Even when people vote to keep the BJP and the sangh parivar at a distance from power, and vote to power other parties and fronts, the BJP has developed its own device of luring legislators who seek power and pelf with tantalising offers. And the party's modus operandi has come to be called 'Operation Lotus'. The subversion plan consists in waiting for the moment when discontent erupts in the ruling party and the front and then penetrating that loophole. Eknath Shinde, a popular star in the party, could not reconcile himself to the fact that Uddhav Thackeray was promoting Sena MP Sanjay Raut beyond limit. Insiders say that it was recognizing this that Union Minister Narayan Rane and former Chief Minister Devendra Fadnavis set the stage for the blossoming of lotus in Maharashtra on the bidding and directions of Union Home Minister Amit Shah. The smoke of this unrest was already sighted in the Rajya Sabha election when some Sena and Congress members cross-voted and 'bought' more seats than the BJP had calculated. And in the polling to the Legislative Council last Monday, at least 20 MLAs of MVA alliance also cross-voted. The BJP won all the five seats it contested. After that, Shinde arrived in Surat with a dozen MLAs in search of a resort. That accelerated the floor-crossing from the Sena. The BJP has also intensified its efforts to avenge those who caused a break-up of the Shiv Sena-BJP alliance which had lasted for a quarter of a century. There are no signs of the BJP's effort failing in re-establishing the old tie-up to rule Maharashtra once again. And not for nothing else did Uddhav Thackeray agree to vacate his official residence in advance sensing the message in all this.
Operation Kamal, a byword for subversion of democracy, is a short-cut adopted by the BJP to rule all states in addition to the Centre. This anti-democratic act has become a routine path to hoist governments that people have rejected, on the back of money power.

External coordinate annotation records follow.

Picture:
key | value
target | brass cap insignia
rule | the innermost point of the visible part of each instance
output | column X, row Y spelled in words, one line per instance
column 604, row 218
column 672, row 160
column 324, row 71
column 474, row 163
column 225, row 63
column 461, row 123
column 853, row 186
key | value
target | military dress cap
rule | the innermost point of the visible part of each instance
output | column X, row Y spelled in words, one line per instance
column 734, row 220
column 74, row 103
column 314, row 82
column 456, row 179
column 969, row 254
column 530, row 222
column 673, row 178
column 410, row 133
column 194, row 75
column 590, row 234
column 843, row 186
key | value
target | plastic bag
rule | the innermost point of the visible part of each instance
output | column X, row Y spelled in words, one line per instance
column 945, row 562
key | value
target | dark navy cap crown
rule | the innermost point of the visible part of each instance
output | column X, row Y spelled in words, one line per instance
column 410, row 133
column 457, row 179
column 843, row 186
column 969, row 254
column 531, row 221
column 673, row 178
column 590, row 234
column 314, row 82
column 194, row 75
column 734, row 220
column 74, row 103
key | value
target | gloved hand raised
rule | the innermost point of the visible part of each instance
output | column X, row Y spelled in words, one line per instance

By ensuring a two-thirds of the party's members defecting, the BJP is also rendering the defection law helpless. Even though there is a blatant upending of democracy, even the judiciary has no choice but to ask for amendment and reform of law in this regard. Earlier in Karnataka, the court had dismissed the Speaker's move to block the resignation of MLAs during a political horse-trading. . Even then, in the judgment, the present Chief Justice, NV Ramana, could only take solace by suggesting that the Tenth Schedule of the Constitution should be strengthened to check the horse-trading which deprives the people of stable governments. And in the case following the BJP's move to pull down the Kamal Nath government in Madhya Pradesh, the highest court had observed that the practice of hijacking MLAs from parties and keeping them in safe havens was not in line with democratic norms. At the time, Justice DY Chandrachud also noted that the anti-defection law should be capable of eradicating the menace sprouting against the declared principles of the Constitution and the country. It is the Parliament that should take the initiative to strengthen the law through reforms. But when those holding the reins of that Parliament are themselves looking for unlawful means of sabotaging democracy in the states, then who is to save whom?